Many among us do things off our way to lose weight. I belong to this league. The thought came to me a month ago to alter my diet for the better while I was working out at home following an app which promised a 30-day transformation. It was working, indeed, but I wasn't satisfied. Like a typical Arian hankers quick results, so do I. So, there I went with my fruit smoothie challenge.

Full disclosure: Though I had thought that I would also alter my other meals besides my breakfast, I was only partially successful. Some days, as I had longed, I had salads for my dinner and skipped the traditional meal with daal and rotis. While when hunger pangs took better off me, I couldn't resist and had a bowl of daal and a bowl of vegetable with a multigrain roti.

I had decided to pull some fruits, vegetables and nuts in my smoothies and had decided to keep it more or less same for the seven days. I avoided the frozen variety and went only for fresh and organic selection.

Day 1

My experience of not eating any grain for my breakfast was pretty much non-existent. I belong to a typical Punjabi family that cannot start its day without paranthas. Though I had tweaked it a bit for myself and had added muesli, oats, daliya and poha for variety, fruits and fruits alone had never happened for me. But I didn't mind this fact today.
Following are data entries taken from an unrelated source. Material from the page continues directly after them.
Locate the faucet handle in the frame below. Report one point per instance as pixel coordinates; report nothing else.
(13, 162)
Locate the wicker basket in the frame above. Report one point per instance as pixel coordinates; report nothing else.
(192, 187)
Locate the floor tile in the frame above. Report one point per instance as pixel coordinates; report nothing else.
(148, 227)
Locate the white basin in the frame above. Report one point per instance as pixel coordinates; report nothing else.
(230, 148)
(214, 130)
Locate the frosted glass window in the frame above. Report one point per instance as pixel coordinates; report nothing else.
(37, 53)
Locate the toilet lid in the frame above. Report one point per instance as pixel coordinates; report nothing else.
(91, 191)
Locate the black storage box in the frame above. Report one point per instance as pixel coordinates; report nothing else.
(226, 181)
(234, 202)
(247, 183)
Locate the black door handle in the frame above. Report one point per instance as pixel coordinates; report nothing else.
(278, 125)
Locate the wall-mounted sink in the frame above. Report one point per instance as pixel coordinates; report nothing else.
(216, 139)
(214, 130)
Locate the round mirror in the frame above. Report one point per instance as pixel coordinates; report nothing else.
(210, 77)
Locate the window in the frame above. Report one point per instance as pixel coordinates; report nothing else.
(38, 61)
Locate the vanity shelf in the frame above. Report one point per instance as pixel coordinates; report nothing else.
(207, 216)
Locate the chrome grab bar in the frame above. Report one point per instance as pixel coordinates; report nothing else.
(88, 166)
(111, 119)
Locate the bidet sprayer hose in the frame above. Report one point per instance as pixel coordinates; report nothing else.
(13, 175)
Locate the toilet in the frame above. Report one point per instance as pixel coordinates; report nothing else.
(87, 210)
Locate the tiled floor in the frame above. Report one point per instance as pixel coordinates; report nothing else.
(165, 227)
I was looking forward to see a drop in my weighing scales and I was told it happens in the kitchen.

I pulled in a banana, an apple and a kiwi in my blender, poured in half a cup of low-fat milk and added walnuts, cashews, almonds and raisins. After a minute's blend, it gave me a fine, thick, limish smoothie. It tasted fine. I liked the afterword more. I was hungry again in two hours and felt lighter throughout the day.

Day 2

I followed a similar routine and pulled in exactly the same ingredients with two exceptions. I added two strawberries and a spoon of peanut butter. This changed the taste of my smoothie to make it a little more on the side of sour. I supposed that my kiwi was also a little more tart than the previous day. It left me with a pleasant acidic kick in my mouth.

Day 3

A good riddance was happening with this happy replacement of my morning breakfasts with smoothies. I would usually sip tea after my multigrain paranthas, poha or vegetable daliya in the mornings. But you can't have it after a smoothie. This reduced my tea intake to one in a day (in the evening) from two previously.
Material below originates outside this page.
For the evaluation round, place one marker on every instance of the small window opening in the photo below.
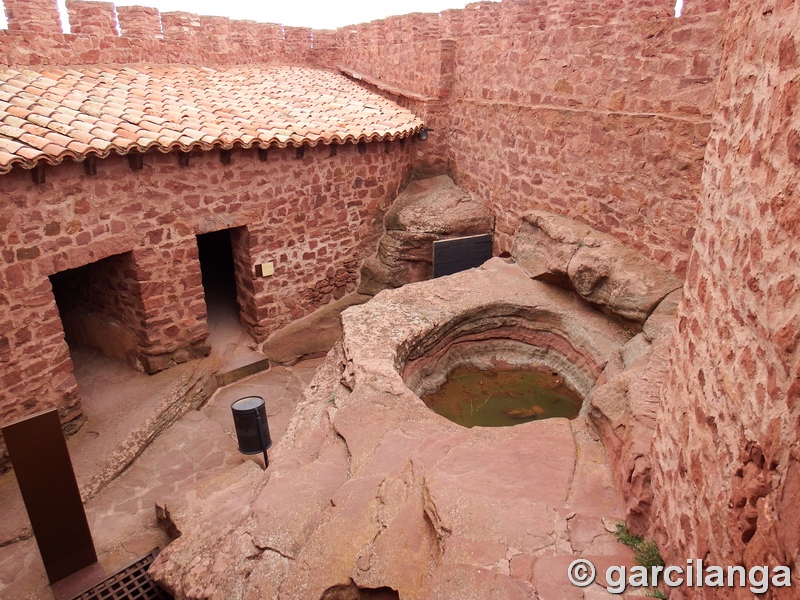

On the third day, I decided to give my smoothie a vegetable kick. Today I pulled in a banana, a green apple, a kiwi, some spinach leaves and an orange carrot. I added some water to it. It made a mix of over a glass and was too heavy but I somehow had it. I am also not a fan of spinach personally, so I thought what better way to have it than by masking its taste among fruits I love. But this experiment failed, kind of.
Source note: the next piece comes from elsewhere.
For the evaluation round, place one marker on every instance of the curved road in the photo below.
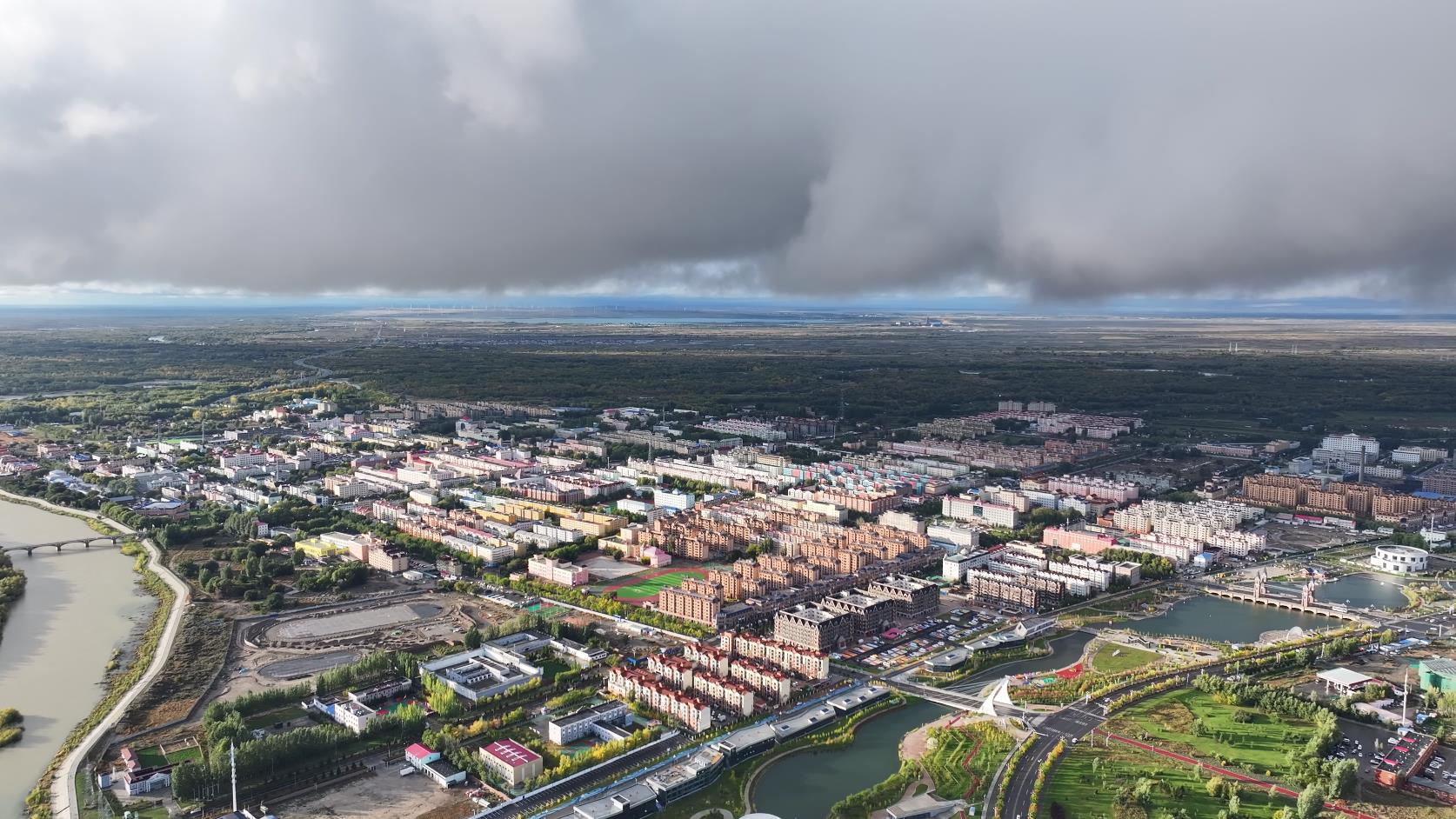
(63, 788)
(1075, 722)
For the past two days, I felt hungry again in two hours so I assumed it will happen today also because fruits and vegetables are nothing but fibre and will get digested. But it was four hours already and I could still not have anything more. A chef-friend suggested me to drink at least three to four glasses of water to rid that feeling of bloatedness because it was too much fibre for my body. Not that it was bad, it just needed more water to digest itself.

Day 4 and 5

The fourth and the fifth day were almost the same. I replaced my banana for a mango. It got yummier and tangier. With nutritionist Rujuta Diwekar siding with mangoes so much, I gave them a green signal too. The smoothie turned out really yummy on the fifth day particularly because, I assume, the mango was very sweet and pulpy. After the spinach disaster, my stomach would have thanked me today.

Day 6 and 7

It was the weekend. I usually indulged in a heavy breakfast on holidays. But this time, though I couldn't but I made a deal. I did have smoothies in the mornings but I treated myself during lunch. That's how I made sure my stomach loves me again.

I had melon-based smoothies on the sixth and seventh day. I took watermelon, pomegranate and a kiwi and blended them. I did not add water because watermelon already gives a flowy texture to the drink. This time, I kept nuts for dressing and sprinkled a few walnuts and almonds over my smoothie. It tasted delicious. This was, by far, the best smoothie I had yet made.

Having raw fruits and vegetables first thing in the morning is definitely worth two days a week. It made my digestion better (though I was sipping hot lemon water in the mornings too and that could have aided my ailing digestion as well), made me feel like I had the optimal amount of food in the morning and kept me gladly hungry throughout the day. Above all, I felt happier as I was leading a healthy way of life.

Sometimes, it was difficult managing to make it or get it made in the mornings as it needs an extra effort from your end. There would be days when you would simply not feel like toiling for it and have what's made for others in the family but as I said, two days a week is healthy enough. Keep them as a source of nutritive variety and have cereal in milk, daliya, oats or multigrain paranthas on other days.

As far as my weight was concerned, there wasn't much difference on my weighing scale but I could see myself shedding inches. It was the beginning after all and it sure did give me goals and a determination to achieve them.